782 So. 2d 992 | Fla. Dist. Ct. App. | 2001
Oliver RUSSELL, Appellant,
v.
STATE of Florida, Appellee.
District Court of Appeal of Florida, Fourth District.
Oliver Russell, Okeechobee, pro se.
Robert A. Butterworth, Attorney General, Tallahassee, and Daniel P. Hyndman, Assistant Attorney General, West Palm Beach, for appellee.
PER CURIAM.
Appellant appeals an order denying his rule 3.800(a) motion to correct his sentence which alleged an error on his scoresheet in the number of points reflected for prior offenses. We disagree with the trial court's conclusion that no scoresheet error was apparent from the "face of the record." The scoresheet shows, under "prior record," three convictions of grand theft and one conviction of burglary, all of which are shown as third degree felonies. If they were correctly scored, they would total forty-six points on the scoresheet. Fla.R.Crim.P. 3.988(j)III. The number of points included for these four felonies, however, is sixty-three points.
The state speculates that one of the four prior felonies was actually a second degree felony, because under those circumstances, sixty-three points would have been correct. Fla.R.Crim.P. 3.988(j)III. If the state can demonstrate that sixty-three points was *993 correct for the four prior felonies, based on the record in this case,[1] then appellant is not entitled to relief. If the state cannot, the scoresheet should be corrected on remand to reflect the correct number of points for the four prior third degree felonies which, according to appellant's motion, will reduce his sentence. Reversed.

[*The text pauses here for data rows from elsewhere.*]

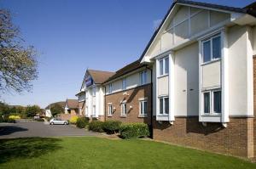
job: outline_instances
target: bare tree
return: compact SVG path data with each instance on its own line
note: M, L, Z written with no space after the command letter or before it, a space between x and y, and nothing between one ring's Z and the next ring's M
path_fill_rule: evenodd
M25 47L11 13L0 8L0 91L31 91L38 78L36 51Z

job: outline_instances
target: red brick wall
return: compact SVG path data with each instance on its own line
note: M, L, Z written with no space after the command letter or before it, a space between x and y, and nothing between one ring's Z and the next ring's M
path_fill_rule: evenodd
M230 118L228 127L220 123L203 127L198 116L177 117L172 126L154 120L154 138L201 149L247 157L247 127L253 118Z
M113 93L106 96L106 120L116 120L123 122L145 122L150 124L150 112L151 112L151 85L143 85L136 88L125 91L129 96L124 96L124 91ZM148 117L138 117L139 115L139 99L148 98ZM121 104L122 100L126 100L127 116L121 117ZM111 117L108 116L108 103L112 103L113 108L116 110ZM132 109L130 109L130 106Z

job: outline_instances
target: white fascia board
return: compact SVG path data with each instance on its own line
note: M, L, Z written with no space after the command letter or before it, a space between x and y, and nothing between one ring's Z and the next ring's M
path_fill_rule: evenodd
M256 18L247 14L231 13L230 21L239 25L256 25Z

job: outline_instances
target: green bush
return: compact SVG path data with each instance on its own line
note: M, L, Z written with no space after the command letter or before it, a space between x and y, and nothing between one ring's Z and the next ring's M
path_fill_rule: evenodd
M38 121L44 121L44 119L36 119Z
M148 136L148 127L145 123L123 124L120 127L120 137L122 138L145 138Z
M119 121L106 121L103 123L103 130L108 134L119 132L122 122Z
M7 122L9 122L9 123L15 123L16 121L15 121L15 119L9 119L9 118L8 118L7 119Z
M86 117L79 117L77 120L77 127L84 128L89 123L89 119Z
M92 121L89 123L89 130L100 132L104 132L103 122L100 121Z

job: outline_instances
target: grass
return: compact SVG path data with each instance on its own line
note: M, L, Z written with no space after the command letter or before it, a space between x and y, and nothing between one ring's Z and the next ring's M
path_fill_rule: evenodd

KLEIN, GROSS and TAYLOR, JJ., concur.
NOTES
[1] Atwood v. State, 765 So.2d 242 (Fla. 1st DCA 2000)(scoresheet error can be corrected under rule 3.800(a), even though the error does not appear on the face of the scoresheet, if the error can be demonstrated by the "record available in the circuit court"). McCullough v. State, 777 So.2d 1091 (Fla. 2d DCA 2001)(following Atwood).